On the heels of AT&T’s announcement earlier this month that it plans to roll out its “Digital Life” home security service in eight markets beginning in March, telecommunications firm Cox Communications announced this week that it plans to offer its home security service to customers in Virginia. According to a statement, the company began piloting its home security service in Arizona in 2011 and launched in four additional markets last year. "Cox Home Security is consistent with our desire to deliver solutions that meet the individual and unique needs of each customer," said Gary McCollum, the company’s senior vice president and general manager. "One home may require a video camera covering outdoor play areas for safety reasons. Another family may want text message alerts sent when children arrive home from school. No two installations are exactly alike.”More of the Same?

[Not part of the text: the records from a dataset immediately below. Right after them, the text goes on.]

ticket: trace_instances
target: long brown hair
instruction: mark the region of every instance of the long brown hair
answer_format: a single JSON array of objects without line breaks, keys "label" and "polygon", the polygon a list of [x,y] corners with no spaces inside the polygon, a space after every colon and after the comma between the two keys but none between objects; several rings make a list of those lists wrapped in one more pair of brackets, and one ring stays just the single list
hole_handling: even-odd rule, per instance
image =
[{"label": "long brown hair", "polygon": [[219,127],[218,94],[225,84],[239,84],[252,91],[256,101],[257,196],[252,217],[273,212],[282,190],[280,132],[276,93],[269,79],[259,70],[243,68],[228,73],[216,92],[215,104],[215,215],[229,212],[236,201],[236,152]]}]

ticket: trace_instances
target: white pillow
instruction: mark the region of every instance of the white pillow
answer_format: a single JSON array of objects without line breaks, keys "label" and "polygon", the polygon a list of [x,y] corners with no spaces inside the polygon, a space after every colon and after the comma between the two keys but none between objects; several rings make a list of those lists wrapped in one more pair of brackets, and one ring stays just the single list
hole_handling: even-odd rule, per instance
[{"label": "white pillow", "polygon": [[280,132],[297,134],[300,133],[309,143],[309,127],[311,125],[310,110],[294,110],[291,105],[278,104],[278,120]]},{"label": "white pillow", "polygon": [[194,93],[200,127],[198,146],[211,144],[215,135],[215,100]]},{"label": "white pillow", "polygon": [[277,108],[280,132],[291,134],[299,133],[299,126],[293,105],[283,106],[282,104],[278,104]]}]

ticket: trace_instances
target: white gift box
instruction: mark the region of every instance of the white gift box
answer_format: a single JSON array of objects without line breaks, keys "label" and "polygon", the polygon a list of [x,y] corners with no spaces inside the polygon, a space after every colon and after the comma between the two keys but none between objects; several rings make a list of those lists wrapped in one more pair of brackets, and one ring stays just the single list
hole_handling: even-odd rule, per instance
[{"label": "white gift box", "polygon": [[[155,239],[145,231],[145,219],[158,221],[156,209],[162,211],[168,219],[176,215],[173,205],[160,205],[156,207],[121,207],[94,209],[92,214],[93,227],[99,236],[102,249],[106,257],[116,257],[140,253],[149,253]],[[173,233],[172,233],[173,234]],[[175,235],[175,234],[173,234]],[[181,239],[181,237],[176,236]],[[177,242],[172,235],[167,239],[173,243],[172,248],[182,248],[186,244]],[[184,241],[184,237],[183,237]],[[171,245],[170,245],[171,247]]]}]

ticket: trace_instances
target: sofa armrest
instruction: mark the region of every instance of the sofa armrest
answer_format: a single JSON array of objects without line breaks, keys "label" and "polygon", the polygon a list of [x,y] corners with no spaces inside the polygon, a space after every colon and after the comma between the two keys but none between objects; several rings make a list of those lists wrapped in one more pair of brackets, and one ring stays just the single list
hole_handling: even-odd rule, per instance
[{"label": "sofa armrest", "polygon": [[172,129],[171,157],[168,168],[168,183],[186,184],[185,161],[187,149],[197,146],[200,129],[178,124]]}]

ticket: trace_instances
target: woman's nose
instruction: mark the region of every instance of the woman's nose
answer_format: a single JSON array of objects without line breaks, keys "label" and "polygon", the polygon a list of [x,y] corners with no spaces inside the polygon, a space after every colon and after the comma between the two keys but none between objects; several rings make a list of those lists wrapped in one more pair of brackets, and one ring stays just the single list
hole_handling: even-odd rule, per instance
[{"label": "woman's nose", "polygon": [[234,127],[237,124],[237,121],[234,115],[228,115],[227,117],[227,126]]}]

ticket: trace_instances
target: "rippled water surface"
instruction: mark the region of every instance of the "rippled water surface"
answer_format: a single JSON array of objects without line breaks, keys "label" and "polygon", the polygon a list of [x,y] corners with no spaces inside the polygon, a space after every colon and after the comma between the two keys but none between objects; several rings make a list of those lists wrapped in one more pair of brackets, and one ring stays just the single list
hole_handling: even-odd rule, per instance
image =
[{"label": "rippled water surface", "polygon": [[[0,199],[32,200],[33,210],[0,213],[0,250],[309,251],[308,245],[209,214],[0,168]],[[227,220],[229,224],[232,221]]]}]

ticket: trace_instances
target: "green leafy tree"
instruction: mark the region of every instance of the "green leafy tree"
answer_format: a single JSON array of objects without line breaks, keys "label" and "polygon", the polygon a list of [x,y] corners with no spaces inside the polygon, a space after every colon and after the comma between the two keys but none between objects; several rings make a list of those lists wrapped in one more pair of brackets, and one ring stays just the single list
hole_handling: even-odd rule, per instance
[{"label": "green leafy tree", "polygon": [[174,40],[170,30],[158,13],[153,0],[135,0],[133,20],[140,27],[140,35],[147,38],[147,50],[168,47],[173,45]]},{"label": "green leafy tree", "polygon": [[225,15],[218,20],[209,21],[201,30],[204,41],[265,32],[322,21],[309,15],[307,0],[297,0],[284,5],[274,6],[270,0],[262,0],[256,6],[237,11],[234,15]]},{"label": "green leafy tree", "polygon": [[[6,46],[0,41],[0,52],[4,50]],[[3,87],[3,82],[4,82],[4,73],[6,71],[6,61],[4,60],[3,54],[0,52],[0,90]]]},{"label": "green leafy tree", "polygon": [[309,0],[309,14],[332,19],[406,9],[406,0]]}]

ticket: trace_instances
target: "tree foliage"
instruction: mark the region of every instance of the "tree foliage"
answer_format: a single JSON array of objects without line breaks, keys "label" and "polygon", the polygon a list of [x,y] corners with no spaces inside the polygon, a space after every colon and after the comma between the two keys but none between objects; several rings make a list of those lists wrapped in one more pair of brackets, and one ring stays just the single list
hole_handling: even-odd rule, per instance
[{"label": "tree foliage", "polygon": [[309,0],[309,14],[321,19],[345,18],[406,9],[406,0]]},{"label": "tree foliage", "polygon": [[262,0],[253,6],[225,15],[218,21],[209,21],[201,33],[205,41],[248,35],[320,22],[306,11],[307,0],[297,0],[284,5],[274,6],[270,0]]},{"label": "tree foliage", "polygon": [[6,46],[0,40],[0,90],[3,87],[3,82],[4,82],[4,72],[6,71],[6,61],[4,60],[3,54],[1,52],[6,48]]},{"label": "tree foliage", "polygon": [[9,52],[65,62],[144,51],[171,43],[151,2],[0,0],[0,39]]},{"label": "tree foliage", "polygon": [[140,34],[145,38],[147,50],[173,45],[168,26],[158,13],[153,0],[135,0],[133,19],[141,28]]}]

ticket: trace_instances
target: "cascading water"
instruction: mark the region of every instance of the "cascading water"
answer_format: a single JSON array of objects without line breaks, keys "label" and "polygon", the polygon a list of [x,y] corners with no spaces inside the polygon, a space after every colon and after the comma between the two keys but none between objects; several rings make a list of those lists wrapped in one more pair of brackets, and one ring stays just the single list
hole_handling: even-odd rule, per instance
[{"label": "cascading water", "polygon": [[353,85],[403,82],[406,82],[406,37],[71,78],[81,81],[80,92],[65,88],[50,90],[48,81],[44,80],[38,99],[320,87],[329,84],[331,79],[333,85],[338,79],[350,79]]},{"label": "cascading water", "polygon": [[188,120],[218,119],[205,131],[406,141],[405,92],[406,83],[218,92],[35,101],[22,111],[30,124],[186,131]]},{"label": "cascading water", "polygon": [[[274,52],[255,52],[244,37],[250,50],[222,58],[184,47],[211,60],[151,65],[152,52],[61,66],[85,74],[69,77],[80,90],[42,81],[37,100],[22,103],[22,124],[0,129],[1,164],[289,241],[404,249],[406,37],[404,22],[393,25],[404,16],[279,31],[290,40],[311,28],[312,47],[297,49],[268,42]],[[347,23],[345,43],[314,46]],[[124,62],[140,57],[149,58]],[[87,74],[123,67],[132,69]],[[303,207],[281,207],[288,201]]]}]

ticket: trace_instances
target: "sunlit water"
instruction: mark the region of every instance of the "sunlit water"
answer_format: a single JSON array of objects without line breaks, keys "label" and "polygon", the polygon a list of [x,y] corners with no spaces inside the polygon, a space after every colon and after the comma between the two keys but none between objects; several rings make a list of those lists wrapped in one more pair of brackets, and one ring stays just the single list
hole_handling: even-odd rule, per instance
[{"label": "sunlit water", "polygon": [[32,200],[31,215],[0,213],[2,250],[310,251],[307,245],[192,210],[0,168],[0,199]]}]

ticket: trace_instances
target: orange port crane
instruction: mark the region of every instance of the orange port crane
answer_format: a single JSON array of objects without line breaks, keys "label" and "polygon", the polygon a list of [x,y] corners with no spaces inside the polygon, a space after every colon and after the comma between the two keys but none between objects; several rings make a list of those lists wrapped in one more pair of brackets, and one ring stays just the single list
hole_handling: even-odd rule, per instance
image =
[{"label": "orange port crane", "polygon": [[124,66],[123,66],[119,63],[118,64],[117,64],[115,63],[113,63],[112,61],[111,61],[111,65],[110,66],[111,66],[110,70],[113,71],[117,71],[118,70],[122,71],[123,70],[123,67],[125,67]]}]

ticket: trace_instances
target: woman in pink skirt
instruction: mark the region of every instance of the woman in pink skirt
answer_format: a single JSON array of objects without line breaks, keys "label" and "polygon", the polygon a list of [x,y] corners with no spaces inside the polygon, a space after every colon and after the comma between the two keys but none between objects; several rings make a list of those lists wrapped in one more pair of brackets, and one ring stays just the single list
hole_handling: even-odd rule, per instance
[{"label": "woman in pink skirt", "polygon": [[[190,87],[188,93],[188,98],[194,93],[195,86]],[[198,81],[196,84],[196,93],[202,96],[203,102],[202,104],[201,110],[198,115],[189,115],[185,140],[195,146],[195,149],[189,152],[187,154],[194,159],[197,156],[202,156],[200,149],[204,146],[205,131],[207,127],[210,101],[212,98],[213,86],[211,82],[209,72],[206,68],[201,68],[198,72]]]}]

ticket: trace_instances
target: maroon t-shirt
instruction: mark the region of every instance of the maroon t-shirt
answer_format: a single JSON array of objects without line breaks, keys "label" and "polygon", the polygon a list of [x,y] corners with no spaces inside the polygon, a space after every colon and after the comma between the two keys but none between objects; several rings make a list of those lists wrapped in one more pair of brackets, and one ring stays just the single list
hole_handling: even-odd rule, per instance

It sounds good, but at the same time it appears that these cable company and telco home security offers are all starting to look pretty much the same, with a few notable exceptions: for instance, the Verizon system is not even monitored 24/7, so it doesn’t really count as a security system. But most of the cable companies are offering services that are hard to tell apart, since they are based on the same technology, at more or less comparable prices, with what we are afraid is more or less the same kind of service that they give their regular cable customers – nothing to write home about. And technology aside, consistently good service is the biggest fear that homeowners have when looking for peace of mind from the same companies who are often among the least trusted consumer brands in the US. Second Tier Technology While intrusion and fire monitoring have long been the staples of the alarm industry, it’s the advanced interactive services that have really added the sizzle, with features that include the following:
- Remote arm/disarm of the system
- Text and email notifications, such as door opening, even when the system is not armed
- Mobile apps for iPhone, Android, and BlackBerry
- Video services for live camera viewing, and motion-activated clips
- Home automation for the remote control of locks, lights, and thermostats.
- None of the cable or phone companies offer Crash & Smash protection, because they can’t: it’s a patented feature of the Alarm.com interactive platform. That’s what makes Alarm.com systems (like those sold by FrontPoint) virtually impossible to defeat.
- An Internet connection is just as easy to cut as a phone line… with a $3 pair of wire cutters. Burglars are cutting all the wires they can find, with increasing regularity. You may still have intrusion detection – that is, if the provider includes a cellular connection with the system – but you’ll lose all the other features.
- Relying on the Internet means that when you lose power in your home, you’ll also lose all the interactive features – unless you have a battery backup on your modem or router, and few people do. Again, the most basic alarm functions will work, but not the interactive features that homeowners come to depend on…especially when they lose power.
- The cellular network is more robust (and less liable to interruptions) than your Internet service provider. One cable company using the same technology as Cox even defaults the alarm monitoring to the Internet, which is a scary thought to those of us in the alarm industry who are committed to protecting the lives and property of our customers.